Stormlands’ sensitivity analysis shows that gold price is overwhelmingly the dominant driver of project value.

In the base case model, the Project NPV is approximately US$181.8 million. Sensitising price moves NPV from approximately US$152 million to US$212 million.

By comparison, operating cost sensitivity moves NPV from approximately US$176 million to US$188 million. Capital cost sensitivity moves NPV from approximately US$177 million to US$186 million, while discount-rate sensitivity produces a similar range.

The general Price Factor and Gold Price Factor produce the same valuation movement, confirming that Bralorne behaves economically as a gold project.

Operating cost is important, but it is not the dominant value driver. Capital cost sensitivity is relatively limited, reflecting the strength of the project’s modelled margins and the short, front-loaded mine life.

Heatmap analysis

The price and operating cost heatmap, modelling 20% increases and decreases in gold price and operating cost, provides one of the strongest insights from the Bralorne case study.

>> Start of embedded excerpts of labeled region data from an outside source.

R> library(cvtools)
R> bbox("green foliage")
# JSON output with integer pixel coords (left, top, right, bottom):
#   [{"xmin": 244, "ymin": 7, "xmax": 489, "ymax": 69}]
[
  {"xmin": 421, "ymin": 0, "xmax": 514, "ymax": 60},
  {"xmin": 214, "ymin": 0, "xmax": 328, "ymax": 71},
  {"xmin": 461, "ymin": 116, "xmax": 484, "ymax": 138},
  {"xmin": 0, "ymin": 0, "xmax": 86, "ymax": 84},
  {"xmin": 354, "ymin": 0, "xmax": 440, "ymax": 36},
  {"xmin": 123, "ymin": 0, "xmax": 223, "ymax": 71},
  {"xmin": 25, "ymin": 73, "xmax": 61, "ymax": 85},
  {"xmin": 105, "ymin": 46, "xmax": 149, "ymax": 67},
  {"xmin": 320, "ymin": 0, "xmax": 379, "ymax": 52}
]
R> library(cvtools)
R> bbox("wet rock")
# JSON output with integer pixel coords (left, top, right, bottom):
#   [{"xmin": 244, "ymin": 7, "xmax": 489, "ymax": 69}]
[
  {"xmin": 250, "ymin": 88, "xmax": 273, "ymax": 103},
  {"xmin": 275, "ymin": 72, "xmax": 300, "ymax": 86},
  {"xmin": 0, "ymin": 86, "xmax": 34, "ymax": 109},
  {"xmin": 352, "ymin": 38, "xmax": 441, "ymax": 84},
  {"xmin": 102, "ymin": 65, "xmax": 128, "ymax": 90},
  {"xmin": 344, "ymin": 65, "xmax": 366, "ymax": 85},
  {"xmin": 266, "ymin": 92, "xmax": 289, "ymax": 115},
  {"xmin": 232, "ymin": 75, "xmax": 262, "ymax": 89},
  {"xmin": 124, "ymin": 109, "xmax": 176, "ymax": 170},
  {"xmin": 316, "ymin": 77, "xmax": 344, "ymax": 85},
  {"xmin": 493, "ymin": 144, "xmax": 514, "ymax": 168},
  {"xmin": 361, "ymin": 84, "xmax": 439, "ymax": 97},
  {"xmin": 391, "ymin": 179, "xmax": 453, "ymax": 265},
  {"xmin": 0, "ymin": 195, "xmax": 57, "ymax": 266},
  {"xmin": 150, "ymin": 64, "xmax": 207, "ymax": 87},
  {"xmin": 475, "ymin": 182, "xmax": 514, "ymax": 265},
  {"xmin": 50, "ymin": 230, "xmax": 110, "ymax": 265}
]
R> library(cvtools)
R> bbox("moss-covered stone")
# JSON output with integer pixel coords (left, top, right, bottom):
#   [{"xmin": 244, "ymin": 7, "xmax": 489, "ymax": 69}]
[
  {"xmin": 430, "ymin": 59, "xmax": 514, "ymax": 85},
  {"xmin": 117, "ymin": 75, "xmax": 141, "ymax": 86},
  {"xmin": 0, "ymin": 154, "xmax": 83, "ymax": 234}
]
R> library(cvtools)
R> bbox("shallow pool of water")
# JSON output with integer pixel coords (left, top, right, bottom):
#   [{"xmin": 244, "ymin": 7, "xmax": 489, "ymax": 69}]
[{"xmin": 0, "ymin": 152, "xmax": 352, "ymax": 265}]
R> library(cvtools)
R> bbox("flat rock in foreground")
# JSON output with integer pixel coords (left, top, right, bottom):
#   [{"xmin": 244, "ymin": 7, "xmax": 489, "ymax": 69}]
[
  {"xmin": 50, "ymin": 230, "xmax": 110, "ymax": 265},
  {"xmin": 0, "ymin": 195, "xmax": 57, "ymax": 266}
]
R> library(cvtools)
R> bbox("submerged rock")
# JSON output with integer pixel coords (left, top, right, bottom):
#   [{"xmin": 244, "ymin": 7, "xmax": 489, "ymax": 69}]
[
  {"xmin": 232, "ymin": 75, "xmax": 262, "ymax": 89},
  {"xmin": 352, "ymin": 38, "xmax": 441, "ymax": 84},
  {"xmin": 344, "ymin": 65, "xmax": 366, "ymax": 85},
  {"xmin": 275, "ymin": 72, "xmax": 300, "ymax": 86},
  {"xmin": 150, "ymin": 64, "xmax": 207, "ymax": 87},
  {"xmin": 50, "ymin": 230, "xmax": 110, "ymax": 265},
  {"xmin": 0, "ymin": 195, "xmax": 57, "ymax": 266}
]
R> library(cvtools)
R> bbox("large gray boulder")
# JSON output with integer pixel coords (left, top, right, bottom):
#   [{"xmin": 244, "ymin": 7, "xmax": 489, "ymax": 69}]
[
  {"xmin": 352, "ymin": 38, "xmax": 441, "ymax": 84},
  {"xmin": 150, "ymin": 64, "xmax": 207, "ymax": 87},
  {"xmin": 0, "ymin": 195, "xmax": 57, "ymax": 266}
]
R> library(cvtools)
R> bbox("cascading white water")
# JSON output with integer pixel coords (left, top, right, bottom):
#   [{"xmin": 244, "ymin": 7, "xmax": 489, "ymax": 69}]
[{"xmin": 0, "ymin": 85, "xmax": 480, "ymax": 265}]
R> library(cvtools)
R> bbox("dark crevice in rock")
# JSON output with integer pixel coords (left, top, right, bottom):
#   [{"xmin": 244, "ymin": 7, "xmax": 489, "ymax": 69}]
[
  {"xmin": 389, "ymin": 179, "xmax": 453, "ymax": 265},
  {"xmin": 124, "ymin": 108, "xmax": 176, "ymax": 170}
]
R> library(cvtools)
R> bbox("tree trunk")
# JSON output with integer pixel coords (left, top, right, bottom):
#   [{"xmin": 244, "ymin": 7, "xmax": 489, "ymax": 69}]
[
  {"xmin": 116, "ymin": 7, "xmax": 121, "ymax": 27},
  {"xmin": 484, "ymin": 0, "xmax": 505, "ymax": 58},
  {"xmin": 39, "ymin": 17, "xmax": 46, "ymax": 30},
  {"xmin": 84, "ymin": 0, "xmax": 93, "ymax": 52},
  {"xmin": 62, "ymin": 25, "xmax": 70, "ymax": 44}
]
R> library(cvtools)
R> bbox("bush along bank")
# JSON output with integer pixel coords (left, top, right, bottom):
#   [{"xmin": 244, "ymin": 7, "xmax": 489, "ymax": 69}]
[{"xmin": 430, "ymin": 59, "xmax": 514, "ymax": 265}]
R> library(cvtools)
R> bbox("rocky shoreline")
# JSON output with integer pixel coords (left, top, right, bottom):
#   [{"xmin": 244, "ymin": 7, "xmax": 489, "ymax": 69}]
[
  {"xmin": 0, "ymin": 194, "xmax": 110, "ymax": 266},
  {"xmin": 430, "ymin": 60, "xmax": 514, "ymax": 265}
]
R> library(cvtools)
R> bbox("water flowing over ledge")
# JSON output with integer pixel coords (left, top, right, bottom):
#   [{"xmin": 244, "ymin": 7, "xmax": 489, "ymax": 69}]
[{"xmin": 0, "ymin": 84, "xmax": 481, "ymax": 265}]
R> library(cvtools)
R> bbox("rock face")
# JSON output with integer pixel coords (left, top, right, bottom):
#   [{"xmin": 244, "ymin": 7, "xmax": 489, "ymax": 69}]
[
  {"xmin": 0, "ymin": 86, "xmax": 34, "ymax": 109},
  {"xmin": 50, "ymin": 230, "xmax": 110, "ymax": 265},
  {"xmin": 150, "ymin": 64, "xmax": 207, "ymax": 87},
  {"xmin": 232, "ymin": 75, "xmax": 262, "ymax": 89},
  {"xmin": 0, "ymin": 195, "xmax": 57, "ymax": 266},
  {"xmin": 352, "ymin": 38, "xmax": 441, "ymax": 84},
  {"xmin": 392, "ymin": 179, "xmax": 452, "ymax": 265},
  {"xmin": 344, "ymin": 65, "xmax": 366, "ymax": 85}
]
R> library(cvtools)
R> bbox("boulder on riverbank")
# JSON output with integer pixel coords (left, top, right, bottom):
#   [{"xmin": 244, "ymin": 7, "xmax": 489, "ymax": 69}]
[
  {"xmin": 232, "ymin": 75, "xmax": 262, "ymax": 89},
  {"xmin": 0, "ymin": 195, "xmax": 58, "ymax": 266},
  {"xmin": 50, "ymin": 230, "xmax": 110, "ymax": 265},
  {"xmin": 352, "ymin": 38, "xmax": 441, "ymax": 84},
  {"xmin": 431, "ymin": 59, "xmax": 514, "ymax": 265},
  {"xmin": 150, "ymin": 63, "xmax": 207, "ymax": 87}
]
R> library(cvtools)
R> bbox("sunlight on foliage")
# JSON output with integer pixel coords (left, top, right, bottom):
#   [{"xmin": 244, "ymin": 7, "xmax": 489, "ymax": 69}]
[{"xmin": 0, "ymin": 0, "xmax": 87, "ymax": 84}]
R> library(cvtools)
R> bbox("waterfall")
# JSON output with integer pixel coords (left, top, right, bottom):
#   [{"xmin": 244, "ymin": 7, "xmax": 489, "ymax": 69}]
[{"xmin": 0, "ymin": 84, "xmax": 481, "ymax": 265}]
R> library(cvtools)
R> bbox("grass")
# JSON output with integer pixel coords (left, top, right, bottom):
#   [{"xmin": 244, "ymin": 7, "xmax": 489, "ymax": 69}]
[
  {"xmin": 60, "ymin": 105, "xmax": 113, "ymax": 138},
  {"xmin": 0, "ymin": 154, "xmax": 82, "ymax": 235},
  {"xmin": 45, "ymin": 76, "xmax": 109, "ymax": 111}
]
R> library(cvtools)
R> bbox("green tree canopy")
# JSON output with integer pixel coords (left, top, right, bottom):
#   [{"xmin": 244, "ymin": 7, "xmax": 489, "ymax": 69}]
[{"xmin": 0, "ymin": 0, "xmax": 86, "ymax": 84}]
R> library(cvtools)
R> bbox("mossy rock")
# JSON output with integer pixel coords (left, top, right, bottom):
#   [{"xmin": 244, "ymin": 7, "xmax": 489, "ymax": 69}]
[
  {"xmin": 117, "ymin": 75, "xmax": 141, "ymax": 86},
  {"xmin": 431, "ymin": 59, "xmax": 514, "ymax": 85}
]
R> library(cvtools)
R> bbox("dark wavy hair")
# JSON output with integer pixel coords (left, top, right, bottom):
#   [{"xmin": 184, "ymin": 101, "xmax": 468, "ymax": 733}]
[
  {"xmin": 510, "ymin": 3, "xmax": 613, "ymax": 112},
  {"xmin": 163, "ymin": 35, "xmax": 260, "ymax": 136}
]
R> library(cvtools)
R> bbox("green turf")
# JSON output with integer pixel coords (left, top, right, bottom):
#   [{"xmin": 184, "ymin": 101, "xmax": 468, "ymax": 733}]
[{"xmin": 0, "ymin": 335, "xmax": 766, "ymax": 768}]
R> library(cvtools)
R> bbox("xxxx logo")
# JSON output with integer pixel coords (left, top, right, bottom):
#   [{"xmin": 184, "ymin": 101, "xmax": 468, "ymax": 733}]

Under the base case model, Project NPV is approximately US$182 million at 100% gold price and 100% operating cost.

In the downside scenario of 20% lower gold price and 20% higher operating cost, Project NPV remains positive at approximately US$109 million.

In the upside scenario of 20% higher gold price and 20% lower operating cost, Project NPV increases to approximately US$254 million.

The heatmap demonstrates that the project remains positive across all tested scenarios. It also shows that gold price has substantially greater influence on valuation than operating costs.

One notable insight is that a 10% increase in gold price more than offsets a 20% increase in operating cost. At 110% gold price and 120% operating cost, Project NPV is approximately US$200 million, still above the base case.

Economic resilience

One of the most important findings from the case study is the project’s modelled resilience.

Even under scenarios combining lower gold prices and higher operating costs, the model continues to generate positive value.

This suggests that the project’s illustrative economics are supported by the combination of high grade, strong net smelter return per tonne, strong operating margins and a short payback profile.

The Bralorne Gold Project is owned by Talisker Resources Ltd. Stormlands modelled the project using public technical disclosure and independent analysis.